There are a lot of different aspects of the troubled and troubling case that a film adaptation could focus on: the victims and their grieving and suspicious families; the supposed criminals; the perhaps real killers; the cops and lawyers and private investigators. The script for Devil’s Knot, by Scott Derrickson (the horror-movie hack behind The Exorcism of Emily Rose) and his creative partner Paul Harris Boardman, chooses to focus on all of them, creating a dense narrative packed with too many characters, charting a complex investigation that director Atom Egoyan miraculously keeps coherent. (A Berlinger-Sinofsky composite even appears.) The filmmakers’ main way into the story, based on Mara Leveritt’s book, is through Colin Firth as Ron Lax, a skeptical and liberal-minded private investigator who doesn’t buy the devil-worship hysteria that turns the town against the troubled teens. He’s that lovable archetype: the dogged and heroically obsessive investigator (a cliche subverted so smartly by Zodiac).
Still, he’s not so much the star as one point in a cinematic constellation, which also includes the brightly shining Witherspoon, Amy Ryan, Dane DeHaan, Egoyan regulars like Elias Koteas and Bruce Greenwood—the only one missing is Arsinee Khanjian—and others. (Firth’s off interviewing witnesses for the defense while the film also observes the emotional fallout on the survivors as well as the legal morass, the swift railroading of the kids as the case’s almost laughable holes open up.) Since the 90s, when he graduated from the Canadian art-house to the American indie-plex, Egoyan has made ponderous films that increasingly fall just shy of artsy; though this one feels more for-hire (or, “collaborative”) than usual—where are all the means of mediated experience?—he still employs some of his favorite devices: clean visuals, deglamorized stars, and a fragmented narrative structure.

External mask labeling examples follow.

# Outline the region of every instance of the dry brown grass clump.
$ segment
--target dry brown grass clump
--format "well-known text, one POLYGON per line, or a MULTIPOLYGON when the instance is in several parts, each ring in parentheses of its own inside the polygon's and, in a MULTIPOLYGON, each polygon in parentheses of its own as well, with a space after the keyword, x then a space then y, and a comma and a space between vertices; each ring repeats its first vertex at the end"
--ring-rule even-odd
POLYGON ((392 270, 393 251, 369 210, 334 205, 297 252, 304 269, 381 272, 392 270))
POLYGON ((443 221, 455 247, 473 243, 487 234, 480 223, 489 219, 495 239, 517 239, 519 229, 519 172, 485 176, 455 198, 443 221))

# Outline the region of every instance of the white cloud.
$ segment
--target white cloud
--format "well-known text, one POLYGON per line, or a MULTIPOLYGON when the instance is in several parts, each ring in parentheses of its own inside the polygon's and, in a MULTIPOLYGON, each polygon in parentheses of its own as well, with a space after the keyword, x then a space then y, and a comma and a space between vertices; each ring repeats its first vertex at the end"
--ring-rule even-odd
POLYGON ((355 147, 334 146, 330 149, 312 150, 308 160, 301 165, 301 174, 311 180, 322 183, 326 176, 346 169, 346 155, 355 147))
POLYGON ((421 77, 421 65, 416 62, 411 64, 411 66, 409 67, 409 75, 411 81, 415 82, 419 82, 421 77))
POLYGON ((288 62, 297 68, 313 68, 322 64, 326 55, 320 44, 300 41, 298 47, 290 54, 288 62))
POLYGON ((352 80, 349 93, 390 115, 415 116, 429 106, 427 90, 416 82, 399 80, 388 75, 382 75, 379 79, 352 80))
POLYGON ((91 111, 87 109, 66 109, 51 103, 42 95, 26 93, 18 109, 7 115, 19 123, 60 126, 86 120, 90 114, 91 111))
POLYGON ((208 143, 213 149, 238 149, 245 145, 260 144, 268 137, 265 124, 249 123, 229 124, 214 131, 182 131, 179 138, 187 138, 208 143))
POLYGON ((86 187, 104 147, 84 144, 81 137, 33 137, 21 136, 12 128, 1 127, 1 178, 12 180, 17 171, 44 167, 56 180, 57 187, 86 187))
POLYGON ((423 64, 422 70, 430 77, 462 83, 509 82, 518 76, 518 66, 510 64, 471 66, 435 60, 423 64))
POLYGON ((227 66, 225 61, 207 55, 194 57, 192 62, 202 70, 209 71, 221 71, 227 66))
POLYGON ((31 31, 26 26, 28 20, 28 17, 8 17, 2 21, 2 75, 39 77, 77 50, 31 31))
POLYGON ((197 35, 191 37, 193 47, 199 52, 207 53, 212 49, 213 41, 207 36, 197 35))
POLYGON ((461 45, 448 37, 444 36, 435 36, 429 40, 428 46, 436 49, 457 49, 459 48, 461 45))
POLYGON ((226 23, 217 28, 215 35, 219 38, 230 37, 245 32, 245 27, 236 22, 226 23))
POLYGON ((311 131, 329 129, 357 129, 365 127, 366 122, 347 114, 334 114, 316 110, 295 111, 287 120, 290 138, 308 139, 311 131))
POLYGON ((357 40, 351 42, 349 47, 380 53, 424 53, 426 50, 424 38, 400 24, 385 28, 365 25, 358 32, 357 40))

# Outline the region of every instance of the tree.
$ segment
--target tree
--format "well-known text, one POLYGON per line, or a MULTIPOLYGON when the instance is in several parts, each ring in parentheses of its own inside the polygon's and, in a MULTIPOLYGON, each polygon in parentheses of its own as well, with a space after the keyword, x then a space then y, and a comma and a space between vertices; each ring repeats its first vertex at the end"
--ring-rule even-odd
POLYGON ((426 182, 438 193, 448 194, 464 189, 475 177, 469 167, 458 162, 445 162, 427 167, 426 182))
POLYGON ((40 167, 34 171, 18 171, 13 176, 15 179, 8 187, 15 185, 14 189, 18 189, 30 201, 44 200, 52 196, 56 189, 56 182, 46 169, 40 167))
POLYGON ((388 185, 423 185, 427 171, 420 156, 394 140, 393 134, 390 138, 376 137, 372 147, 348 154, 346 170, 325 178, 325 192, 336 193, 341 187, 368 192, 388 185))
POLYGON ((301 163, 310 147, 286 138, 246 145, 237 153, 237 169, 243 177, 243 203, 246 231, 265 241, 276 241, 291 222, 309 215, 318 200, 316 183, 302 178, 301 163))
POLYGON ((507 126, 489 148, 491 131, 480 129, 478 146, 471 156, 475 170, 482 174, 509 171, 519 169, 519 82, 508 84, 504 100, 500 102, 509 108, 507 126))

What emerges is a story about scapegoating, how a town struggling to comprehend such brutality could assign simple answers to help them fathom the unfathomable. (For once, Southern injustice isn’t about race; instead, it’s about religious prejudices against heavy metal music and paganism.) The movie is too often schmaltzy, too on the nose in its dialogue and characterizations, but it does get across the pain that comes from realizing that the world is a complicated, unknowable, incomprehensible place with only two real states of being: the blissful comfort of ignorance and the painful uncertainty of knowing that you don’t, and can’t ever, know.